Prof. Vincent Y. F. Tan, National University of Singapore

Date:

2022-06-22

Time:

2:00 PM GMT+8

Zoom:

890 4862 6466

Abstract:

We establish a general formula for the maximum size of finite length block codes with minimum pairwise distance no less than d. The achievability argument involves an iterative construction of a set of radius-d balls, each centered at a codeword. We demonstrate that the number of such balls that cover the entire code space cannot exceed this maximum size. Our approach can be applied to codes i) with elements over arbitrary code alphabets, and ii) under a broad class of distance measures. Our formula indicates that the maximum code size can be fully characterized by the cumulative distribution function of the distance measure evaluated at two independent and identically distributed random codewords. When the two random codewords assume a uniform distribution over the entire code alphabet, our formula recovers and thus naturally generalizes the Gilbert-Varshamov (GV) lower bound. Finally, we extend our study to the asymptotic setting. This is joint work with Ling-Hua Chang, Po-Ning Chen, Carol Wang, and Yunghsiang S. Han.

Biography:

Vincent Y. F. Tan (S'07-M'11-SM'15) was born in Singapore in 1981. He received the B.A. and M.Eng. degrees in electrical and information science from Cambridge University in 2005, and the Ph.D. degree in electrical engineering and computer science (EECS) from the Massachusetts Institute of Technology (MIT) in 2011. He is currently a Dean’s Chair Associate Professor with the Department of Electrical and Computer Engineering and the Department of Mathematics, National University of Singapore (NUS). His research interests include information theory, machine learning, and statistical signal processing.

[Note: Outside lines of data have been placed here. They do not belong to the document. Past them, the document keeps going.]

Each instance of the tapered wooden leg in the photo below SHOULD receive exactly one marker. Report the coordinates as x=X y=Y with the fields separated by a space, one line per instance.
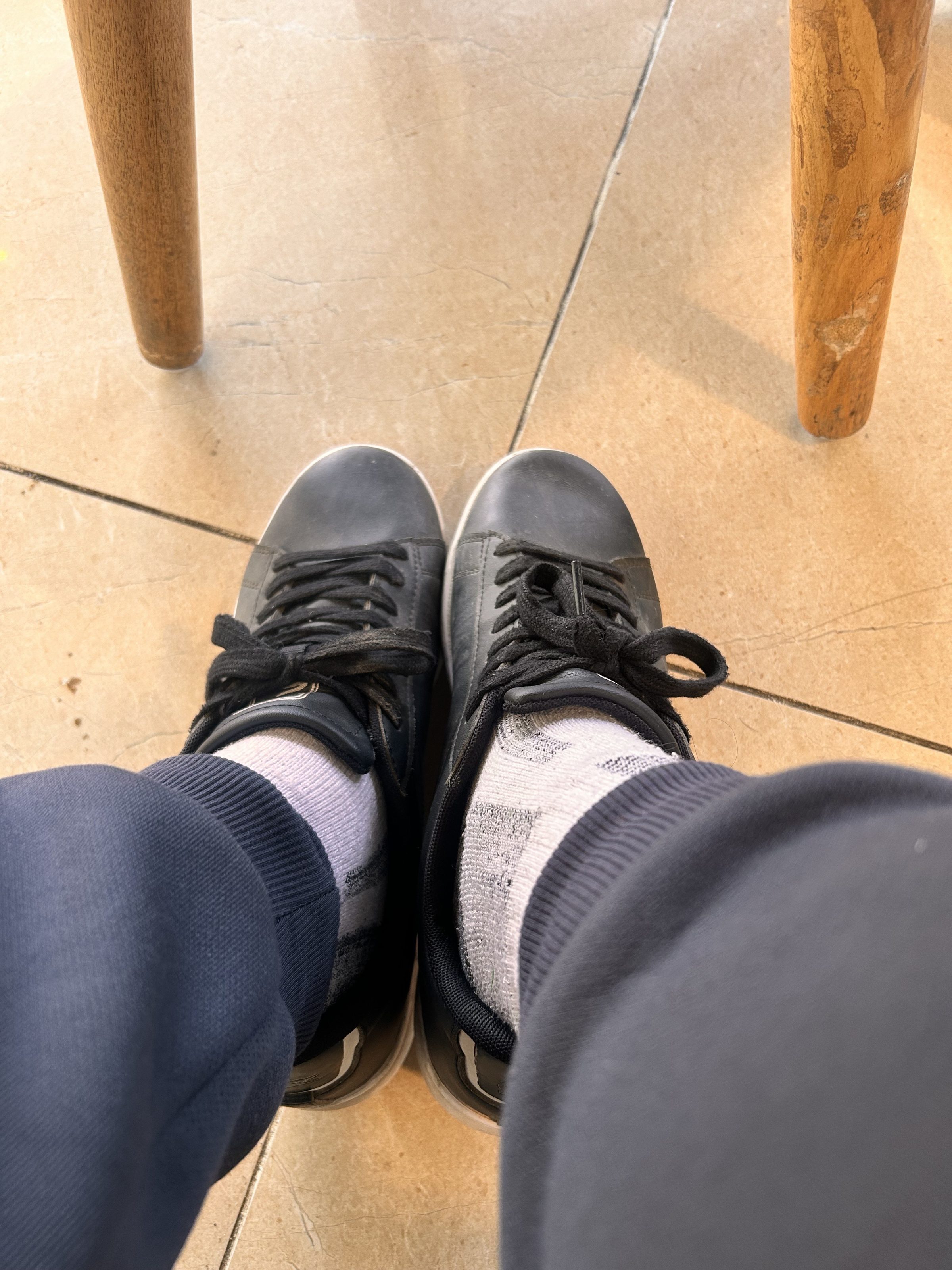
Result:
x=134 y=60
x=857 y=71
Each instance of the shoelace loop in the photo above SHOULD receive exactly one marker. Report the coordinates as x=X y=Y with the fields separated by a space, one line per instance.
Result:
x=544 y=633
x=325 y=625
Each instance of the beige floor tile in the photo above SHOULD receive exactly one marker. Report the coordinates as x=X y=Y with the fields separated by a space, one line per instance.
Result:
x=105 y=620
x=213 y=1230
x=390 y=1184
x=393 y=197
x=758 y=737
x=824 y=570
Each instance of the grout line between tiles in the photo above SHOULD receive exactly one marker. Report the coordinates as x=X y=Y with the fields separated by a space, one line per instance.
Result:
x=59 y=483
x=610 y=173
x=838 y=718
x=249 y=1194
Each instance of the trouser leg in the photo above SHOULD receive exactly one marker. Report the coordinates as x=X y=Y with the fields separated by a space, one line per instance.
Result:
x=145 y=1030
x=737 y=1054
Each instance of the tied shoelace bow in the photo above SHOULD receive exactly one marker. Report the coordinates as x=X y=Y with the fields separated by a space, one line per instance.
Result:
x=325 y=624
x=579 y=618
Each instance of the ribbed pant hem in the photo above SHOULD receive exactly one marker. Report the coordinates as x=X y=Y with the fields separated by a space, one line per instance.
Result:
x=291 y=863
x=622 y=826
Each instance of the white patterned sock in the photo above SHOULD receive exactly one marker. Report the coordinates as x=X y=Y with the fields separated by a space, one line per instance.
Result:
x=541 y=774
x=347 y=813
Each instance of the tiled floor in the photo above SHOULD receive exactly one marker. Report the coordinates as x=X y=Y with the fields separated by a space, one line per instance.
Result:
x=393 y=202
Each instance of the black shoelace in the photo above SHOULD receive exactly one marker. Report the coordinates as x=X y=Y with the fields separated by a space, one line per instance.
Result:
x=563 y=614
x=325 y=624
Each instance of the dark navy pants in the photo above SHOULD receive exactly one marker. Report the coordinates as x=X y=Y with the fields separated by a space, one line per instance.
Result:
x=735 y=1043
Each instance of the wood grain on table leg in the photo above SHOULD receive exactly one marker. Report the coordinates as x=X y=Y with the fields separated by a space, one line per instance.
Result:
x=857 y=73
x=134 y=59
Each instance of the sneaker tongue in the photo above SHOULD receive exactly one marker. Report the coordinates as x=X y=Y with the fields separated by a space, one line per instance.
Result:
x=585 y=687
x=319 y=713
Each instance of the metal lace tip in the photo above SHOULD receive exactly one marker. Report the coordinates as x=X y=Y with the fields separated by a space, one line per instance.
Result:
x=579 y=589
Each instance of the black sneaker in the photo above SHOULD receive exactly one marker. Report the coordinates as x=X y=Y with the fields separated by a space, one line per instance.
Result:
x=336 y=633
x=549 y=601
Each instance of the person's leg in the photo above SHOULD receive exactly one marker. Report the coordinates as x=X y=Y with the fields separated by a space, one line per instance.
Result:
x=153 y=986
x=171 y=944
x=711 y=1013
x=735 y=1028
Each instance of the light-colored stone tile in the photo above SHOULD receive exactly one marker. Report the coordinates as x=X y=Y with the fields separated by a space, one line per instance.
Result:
x=823 y=570
x=106 y=616
x=213 y=1230
x=390 y=1184
x=758 y=737
x=392 y=196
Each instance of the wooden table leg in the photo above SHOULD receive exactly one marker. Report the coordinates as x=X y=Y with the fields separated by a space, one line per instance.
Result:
x=857 y=71
x=134 y=60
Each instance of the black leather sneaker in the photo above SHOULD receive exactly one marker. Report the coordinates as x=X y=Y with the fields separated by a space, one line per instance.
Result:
x=336 y=633
x=549 y=601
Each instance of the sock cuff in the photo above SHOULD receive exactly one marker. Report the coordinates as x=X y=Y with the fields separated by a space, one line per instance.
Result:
x=597 y=849
x=291 y=862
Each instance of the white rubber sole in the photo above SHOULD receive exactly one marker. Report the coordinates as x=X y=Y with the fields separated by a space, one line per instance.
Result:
x=386 y=1074
x=451 y=554
x=451 y=1104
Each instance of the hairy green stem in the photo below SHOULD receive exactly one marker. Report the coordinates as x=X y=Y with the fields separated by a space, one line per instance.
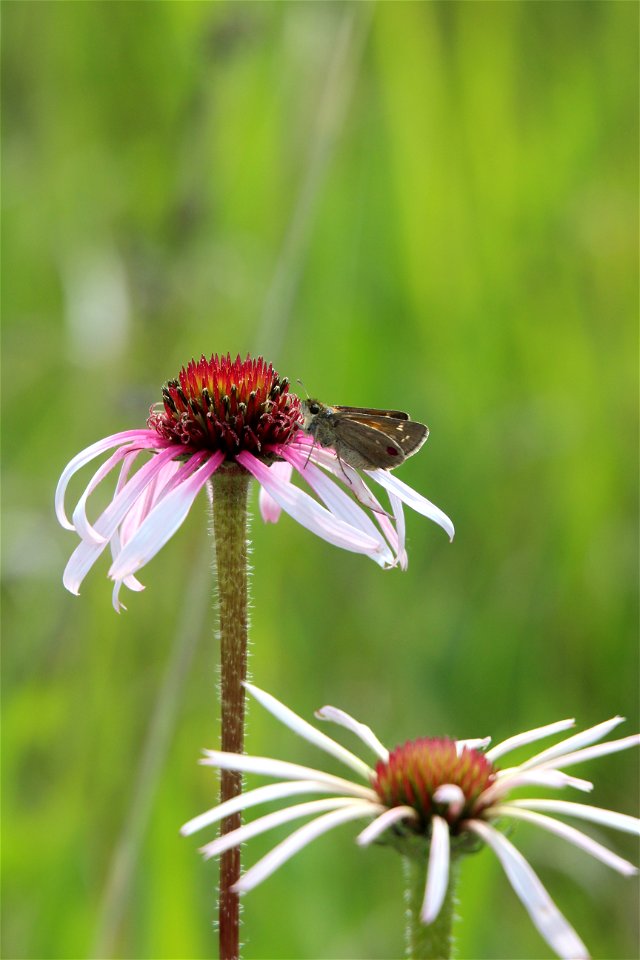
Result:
x=230 y=487
x=433 y=941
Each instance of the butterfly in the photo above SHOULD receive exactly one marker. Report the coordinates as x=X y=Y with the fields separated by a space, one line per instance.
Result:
x=364 y=437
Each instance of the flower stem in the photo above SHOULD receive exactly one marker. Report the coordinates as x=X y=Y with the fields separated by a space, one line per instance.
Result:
x=230 y=487
x=433 y=941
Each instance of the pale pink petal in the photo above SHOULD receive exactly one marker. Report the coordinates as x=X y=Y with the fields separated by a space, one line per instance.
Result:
x=296 y=841
x=269 y=509
x=608 y=818
x=80 y=520
x=569 y=833
x=555 y=929
x=142 y=439
x=437 y=870
x=86 y=554
x=361 y=730
x=342 y=471
x=508 y=780
x=251 y=798
x=339 y=503
x=270 y=820
x=309 y=513
x=530 y=736
x=412 y=499
x=598 y=750
x=401 y=529
x=386 y=819
x=163 y=521
x=282 y=768
x=571 y=744
x=308 y=732
x=479 y=743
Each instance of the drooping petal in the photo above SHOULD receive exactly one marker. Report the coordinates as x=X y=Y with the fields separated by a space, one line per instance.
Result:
x=401 y=529
x=569 y=833
x=477 y=743
x=530 y=736
x=383 y=822
x=366 y=734
x=576 y=742
x=437 y=870
x=282 y=768
x=163 y=521
x=413 y=499
x=86 y=554
x=507 y=780
x=142 y=439
x=608 y=818
x=555 y=929
x=80 y=520
x=296 y=841
x=310 y=733
x=269 y=509
x=270 y=820
x=309 y=513
x=342 y=471
x=251 y=798
x=339 y=503
x=588 y=753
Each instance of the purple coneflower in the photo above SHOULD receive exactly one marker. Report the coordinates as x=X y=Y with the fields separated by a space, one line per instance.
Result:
x=225 y=421
x=434 y=800
x=218 y=413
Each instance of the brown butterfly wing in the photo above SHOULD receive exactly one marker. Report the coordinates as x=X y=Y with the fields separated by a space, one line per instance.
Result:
x=365 y=445
x=409 y=434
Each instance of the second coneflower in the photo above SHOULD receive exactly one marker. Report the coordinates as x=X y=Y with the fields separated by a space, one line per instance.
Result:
x=434 y=799
x=220 y=423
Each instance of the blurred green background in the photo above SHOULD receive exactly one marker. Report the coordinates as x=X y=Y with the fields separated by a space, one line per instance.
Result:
x=431 y=206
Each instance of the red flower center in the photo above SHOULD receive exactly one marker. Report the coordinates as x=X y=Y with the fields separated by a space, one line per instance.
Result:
x=229 y=405
x=413 y=773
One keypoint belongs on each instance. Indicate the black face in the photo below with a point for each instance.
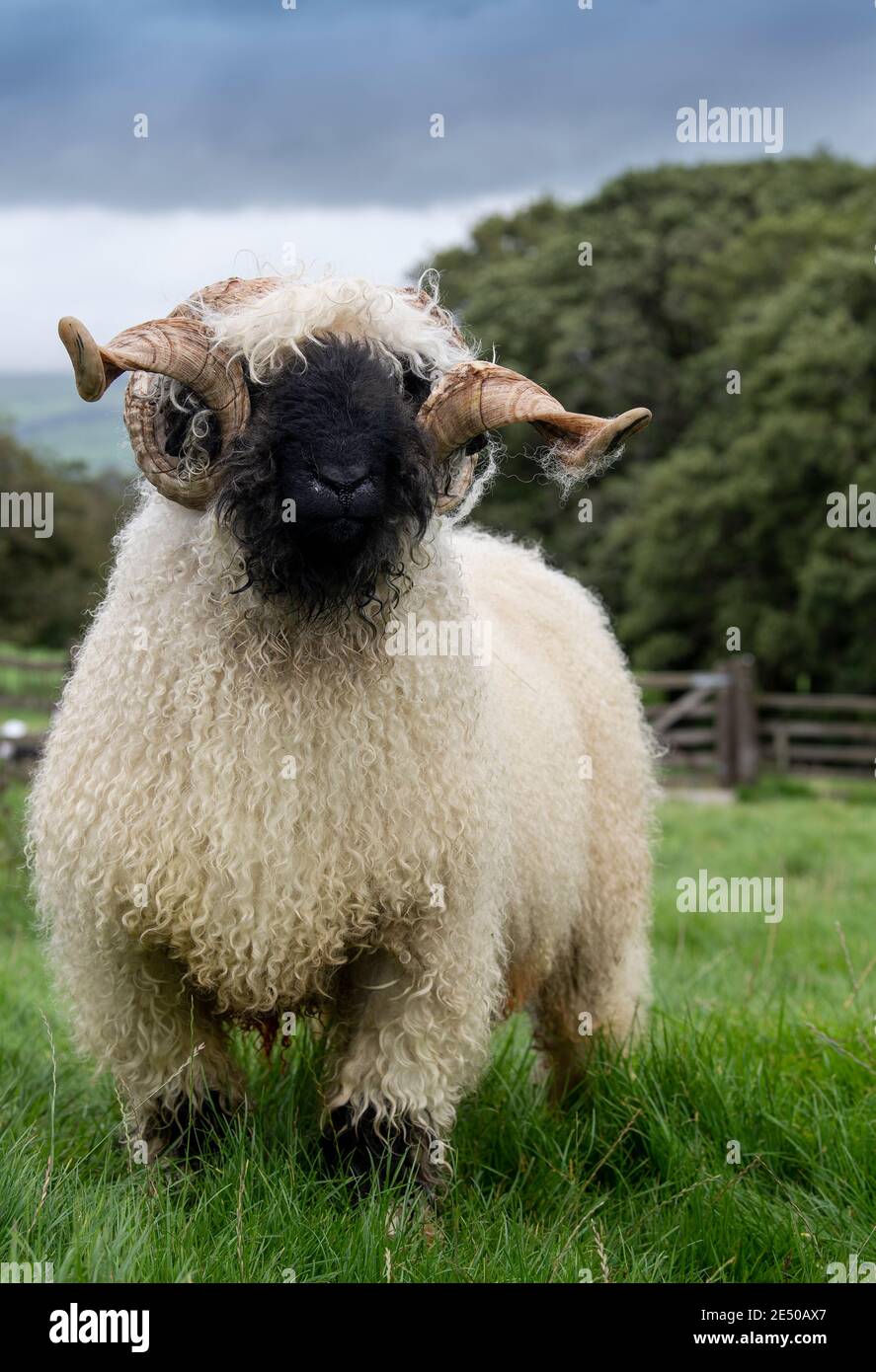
(331, 482)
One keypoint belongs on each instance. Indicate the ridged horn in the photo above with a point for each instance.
(475, 397)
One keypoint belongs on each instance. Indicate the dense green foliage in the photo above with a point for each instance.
(717, 514)
(759, 1036)
(46, 584)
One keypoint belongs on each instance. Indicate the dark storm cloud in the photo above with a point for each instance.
(328, 103)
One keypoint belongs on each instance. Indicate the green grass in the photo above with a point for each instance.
(757, 1036)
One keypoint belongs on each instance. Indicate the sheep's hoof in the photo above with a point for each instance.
(379, 1150)
(183, 1131)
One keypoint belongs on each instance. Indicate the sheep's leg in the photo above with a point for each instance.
(134, 1016)
(577, 1005)
(412, 1037)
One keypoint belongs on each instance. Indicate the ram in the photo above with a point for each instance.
(250, 808)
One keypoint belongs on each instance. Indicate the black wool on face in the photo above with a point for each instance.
(331, 483)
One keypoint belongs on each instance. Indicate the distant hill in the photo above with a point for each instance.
(45, 414)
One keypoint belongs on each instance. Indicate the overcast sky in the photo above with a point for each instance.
(310, 126)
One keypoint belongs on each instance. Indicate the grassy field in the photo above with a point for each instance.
(760, 1033)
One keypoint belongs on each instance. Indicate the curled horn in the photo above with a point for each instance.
(179, 347)
(475, 397)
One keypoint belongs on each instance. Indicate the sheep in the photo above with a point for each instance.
(252, 807)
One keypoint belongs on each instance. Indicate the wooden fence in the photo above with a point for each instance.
(718, 726)
(29, 688)
(714, 724)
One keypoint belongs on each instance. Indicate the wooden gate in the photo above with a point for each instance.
(706, 721)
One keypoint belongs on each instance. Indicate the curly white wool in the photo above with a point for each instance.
(277, 819)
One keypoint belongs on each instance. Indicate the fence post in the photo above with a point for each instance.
(725, 727)
(745, 720)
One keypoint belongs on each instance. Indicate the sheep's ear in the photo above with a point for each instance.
(416, 387)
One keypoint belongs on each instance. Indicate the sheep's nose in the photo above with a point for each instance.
(345, 486)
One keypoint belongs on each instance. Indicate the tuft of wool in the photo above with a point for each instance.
(272, 328)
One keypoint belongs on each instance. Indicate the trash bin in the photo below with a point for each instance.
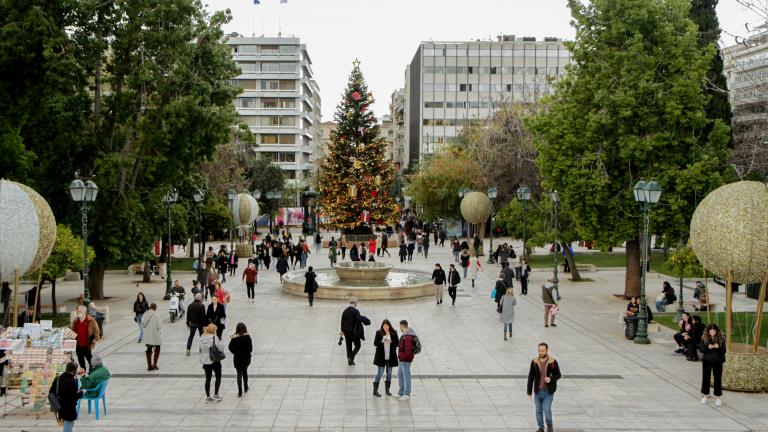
(630, 328)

Dr. Tan is an elected member of the IEEE Information Theory Society Board of Governors. He was an IEEE Information Theory Society Distinguished Lecturer from 2018 to 2019. He received the MIT EECS Jin-Au Kong Outstanding Doctoral Thesis Prize in 2011, the NUS Young Investigator Award in 2014, the Singapore National Research Foundation (NRF) Fellowship (Class of 2018), the Engineering Young Researcher Award in 2018, and the NUS Young Researcher Award in 2019. A dedicated educator, he was awarded the Engineering Educator Award in 2020 and 2021 and the (university level) Annual Teaching Excellence Award in 2022. He is currently serving as a Senior Area Editor for the IEEE Transactions on Signal Processing and as an Associate Editor in Machine Learning and Statistics for the IEEE Transactions on Information Theory.